The LG V30 starts at $800 for the 64GB, with prices increasing to $912 for the V30+ from Sprint, or $950 from Best Buy. You don’t need to worry about the phone not working on your network, as all the major carriers are offering it, but $950 for the V30+ is a very significant amount of cash, and one that could make you think twice about your purchase. Still, $800 for the 64GB model of the LG V30 is reasonable enough, and we think the V30 offers enough to justify the extra $100.
Winner: LG V30
Overall winner: LG V30
The Razer Phone is shaping up to be a great phone, with a super-smooth 120Hz display, an almost nostalgic design, some incredible speakers, and all the power you’d expect from a 2017 flagship.
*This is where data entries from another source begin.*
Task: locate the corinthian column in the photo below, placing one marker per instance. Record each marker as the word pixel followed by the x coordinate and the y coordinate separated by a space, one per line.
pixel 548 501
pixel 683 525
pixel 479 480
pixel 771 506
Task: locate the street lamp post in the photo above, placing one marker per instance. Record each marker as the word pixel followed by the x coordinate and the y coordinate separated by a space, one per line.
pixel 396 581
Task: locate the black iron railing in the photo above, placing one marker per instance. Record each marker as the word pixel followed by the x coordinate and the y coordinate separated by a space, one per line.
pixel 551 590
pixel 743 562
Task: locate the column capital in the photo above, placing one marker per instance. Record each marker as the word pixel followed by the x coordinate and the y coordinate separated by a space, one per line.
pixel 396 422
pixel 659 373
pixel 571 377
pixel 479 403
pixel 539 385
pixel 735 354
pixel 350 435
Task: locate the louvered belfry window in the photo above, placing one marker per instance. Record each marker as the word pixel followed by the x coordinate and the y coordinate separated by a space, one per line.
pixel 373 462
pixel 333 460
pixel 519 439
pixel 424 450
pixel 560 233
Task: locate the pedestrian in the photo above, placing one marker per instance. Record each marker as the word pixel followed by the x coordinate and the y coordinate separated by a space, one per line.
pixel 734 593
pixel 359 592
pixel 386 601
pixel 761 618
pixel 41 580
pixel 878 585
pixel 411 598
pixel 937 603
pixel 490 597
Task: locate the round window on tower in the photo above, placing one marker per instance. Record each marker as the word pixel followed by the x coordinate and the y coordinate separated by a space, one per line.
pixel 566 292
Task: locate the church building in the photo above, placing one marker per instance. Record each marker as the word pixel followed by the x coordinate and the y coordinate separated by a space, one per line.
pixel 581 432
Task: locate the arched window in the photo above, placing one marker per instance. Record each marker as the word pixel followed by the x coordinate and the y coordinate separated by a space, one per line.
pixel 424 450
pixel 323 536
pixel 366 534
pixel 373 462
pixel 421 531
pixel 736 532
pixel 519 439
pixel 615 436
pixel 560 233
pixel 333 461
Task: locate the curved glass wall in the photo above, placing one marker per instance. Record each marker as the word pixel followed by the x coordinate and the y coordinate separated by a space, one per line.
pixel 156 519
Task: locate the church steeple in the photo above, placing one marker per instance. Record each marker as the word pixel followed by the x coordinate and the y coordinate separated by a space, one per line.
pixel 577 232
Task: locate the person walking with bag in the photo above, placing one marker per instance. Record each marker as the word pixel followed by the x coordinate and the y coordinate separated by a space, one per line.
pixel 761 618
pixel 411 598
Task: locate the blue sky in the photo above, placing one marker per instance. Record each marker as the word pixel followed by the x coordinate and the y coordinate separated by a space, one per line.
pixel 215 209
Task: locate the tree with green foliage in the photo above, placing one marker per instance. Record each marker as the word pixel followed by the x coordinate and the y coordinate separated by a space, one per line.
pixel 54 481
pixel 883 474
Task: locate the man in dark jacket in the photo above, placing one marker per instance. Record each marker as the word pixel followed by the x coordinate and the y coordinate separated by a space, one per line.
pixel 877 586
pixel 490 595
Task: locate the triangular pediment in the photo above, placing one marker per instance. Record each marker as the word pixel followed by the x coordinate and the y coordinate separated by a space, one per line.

If you’re looking for a phone that will double as a media center, you could certainly do worse than Razer’s new beast.
But it’s a testament to how good of an all-rounder the LG V30 is that it beats the Razer Phone so thoroughly. LG has done an amazing job in making the V30 the phone it is, from the stunning OLED display, to the futuristic and gorgeous glass-and-metal design, to the excellent camera, which is one of our favorites for taking wide-angle images and video. LG has put together a staggeringly good phone, making it impossible for the Razer Phone to beat it pound for pound.